Kuta (ANTARA News) - Industri vaksin Iran membutuhkan bantuan PT Bio Farma untuk mengembangkan diri agar menjadi industri vaksin yang mandiri, terutama dalam memenuhi kebutuhan vaksin di negara para Mullah tersebut.

"Kami punya banyak keterbatasan sehingga kami membutuhkan bantuan dari Bio Farma. Kita bisa saling mengisi kekurangan masing-masing," kata Dr. Mohammad Azizi selaku Deputy Director of Pasteur Institute of Iran (PII) di sela Konferensi Produsen Vaksin Negara-Negara Berkembang (DCVMN) Ke-13 di Kuta, Bali, Kamis.

Menurut Azizi, masyarakat Iran sudah sangat familiar dengan beragam jenis vaksin yang diproduksi oleh Bio Farma, seperti DPT, polio, dan campak.

"Sebenarnya, tidak hanya kami, tetapi juga negara-negara Islam lain membutuhkan vaksin dari Bio Farma," kata salah satu delegasi Iran yang menghadiri konferensi DCVMN hingga 2 November 2012 itu.

Ia menganggap Indonesia sebagai negara Islam terbesar di dunia sangat penting bagi Iran, termasuk untuk kepentingan berbagi pengalaman tentang produksi vaksin, baik secara kuantitas maupun kualitas.

"Bagi kami, suatu kehormatan yang besar bisa menghadiri pertemuan ini karena yang mengundang adalah negara Islam terbesar di dunia," kata Azizi.

Dia berpendapat industri vaksin menjalankan pekerjaan yang mulia. "Di dalam ajaran Islam tidak boleh melukai satu sama lain. Dengan menolak vaksin, berarti sama dengan melukai diri-sendiri atau orang lain. Bahkan, di dalam Alquran disebutkan, menyelamatkan satu nyawa sama artinya dengan menyelamatkan seluruh umat manusia," katanya.

PII selama ini juga memproduksi vaksin yang sama dengan vaksin yang diproduksi oleh Bio Farma, seperti DPT, polio, dan campak. Namun vaksin yang diproduksi di Iran itu belum lulus prakualifikasi oleh Badan Kesehatan Dunia (WHO).

Sebelumnya, Iran menganggap bahwa prakualifikasi dari WHO tidak penting. "Namun, setelah melihat potensi pasar, kami memang harus mendapatkan prakualifikasi itu. Saat ini, kami sedang dalam proses untuk mendapatkan prakualifikasi. Kami memperkirakan baru akan mendapatkan prakualifikasi WHO pada tahun 2015," kata Azizi.

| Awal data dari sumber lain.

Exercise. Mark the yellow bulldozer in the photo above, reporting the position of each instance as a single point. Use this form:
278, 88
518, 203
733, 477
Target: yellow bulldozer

Sementara itu, Sekretaris Perusahaan PT Bio Farma Rahman Rustan menilai inovasi vaksin di Iran sangat maju, seperti produksi vaksin Hepatitis B generasi terbaru.

"Embargo memacu peneliti di Iran untuk bisa mandiri. Kami dengan Iran saling belajar mengenai kemandirian itu. Apalagi di negara-negara Islam, banyak yang masih tidak punya industri vaksin," katanya.

Ia menyebutkan di seluruh dunia terdapat sekitar 200 pabrik vaksin. Namun, hanya 30 pabrik vaksin yang lulus prakualifikasi WHO, salah satunya Bio Farma. Sementara itu, dari 57 negara anggota Organisasi Konferensi Islam (OKI), hanya Indonesia yang lulus prakualifikasi WHO.